College of Nursing, University of South Carolina, Columbia, South Carolina, USA.
Division of Pulmonary, Critical Care, Sleep and Occupational Medicine, Indiana University-Purdue University, Indianapolis, Indiana, USA.
J Am Geriatr Soc. 2023 Jun;71(6):1873-1880. doi: 10.1111/jgs.18285. Epub 2023 Mar 11.
Studies suggest Angiotensin-Converting Enzyme inhibitors (ACEI) and Angiotensin Receptor Blockers (ARB) may slow the decline of memory function in individuals with mild to moderate Alzheimer's disease by regulating migroglial activation and oxidative stress within the brain's reticular activating system. Therefore, we evaluated the relationship between delirium prevalence and being prescribed ACEI and ARB in participants admitted to the intensive care units (ICU).
A secondary analysis of data from two parallel pragmatic randomized controlled trials was performed. ACEI and ARB exposure was defined as being prescribed an ACEI or an ARB within six months prior to the ICU admission. The primary endpoint was the first positive delirium assessment based on Confusion Assessment Method for the ICU (CAM-ICU) for up to thirty days.

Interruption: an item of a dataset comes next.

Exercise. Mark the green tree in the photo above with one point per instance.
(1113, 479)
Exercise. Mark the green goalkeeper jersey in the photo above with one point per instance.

A total of 4791 patients admitted to the medical, surgical, and progressive ICU and screened for eligibility for the parent studies between February 2009 and January 2015 from two level 1 trauma and one safety net hospital in a large urban academic health system were included. Delirium rates in the ICU were not significantly different among participants with no exposure to ACEI/ARB (12.6%), or exposure to ACEI (14.4%), ARB (11.8%), or ACEI and ARB in combination (15.4%) in six months prior to the ICU admission. Exposure to ACEI (OR = 0.97[0.77, 1.22]), ARB (OR = 0.70 [0.47, 1.05]), or both (OR = 0.97 [0.33, 2.89]) in six months prior to ICU admission was not significantly associated with odds of delirium during the ICU admission after adjusting for age, gender, race, co-morbidities, and insurance status.
While the impact of ACEI and ARB exposure prior to the ICU admission was not associated with the prevalence of delirium in this study, further research is needed to fully understand the impact of antihypertensive medications on delirium.
研究表明,血管紧张素转换酶抑制剂(ACEI)和血管紧张素受体阻滞剂(ARB)通过调节大脑网状激活系统中的小胶质细胞激活和氧化应激,可能减缓轻度至中度阿尔茨海默病患者的记忆功能下降。因此,我们评估了入住重症监护病房(ICU)的患者中,谵妄患病率与 ACEI 和 ARB 处方之间的关系。
对两项平行的实用随机对照试验的数据进行了二次分析。ACEI 和 ARB 暴露的定义为在入住 ICU 前 6 个月内被处方 ACEI 或 ARB。主要终点是根据 ICU 意识模糊评估法(CAM-ICU)在 30 天内进行的首次阳性谵妄评估。
共有 4791 名患者于 2009 年 2 月至 2015 年 1 月期间入住一家大型城市学术医疗系统的内科、外科和进展性 ICU,并接受了父母研究的筛选,这些患者来自 1 家 1 级创伤中心和 1 家安全网医院。在 ICU 期间,无 ACEI/ARB 暴露(12.6%)、ACEI 暴露(14.4%)、ARB 暴露(11.8%)或 ACEI 和 ARB 联合暴露(15.4%)的患者的谵妄发生率无显著差异在入住 ICU 前 6 个月。在调整年龄、性别、种族、合并症和保险状况后,入住 ICU 前 6 个月内 ACEI(OR=0.97[0.77, 1.22])、ARB(OR=0.70[0.47, 1.05])或两者(OR=0.97[0.33, 2.89])的暴露与 ICU 入住期间发生谵妄的几率无关。
尽管本研究中 ACEI 和 ARB 暴露与谵妄的患病率无关,但仍需要进一步研究以充分了解降压药物对谵妄的影响。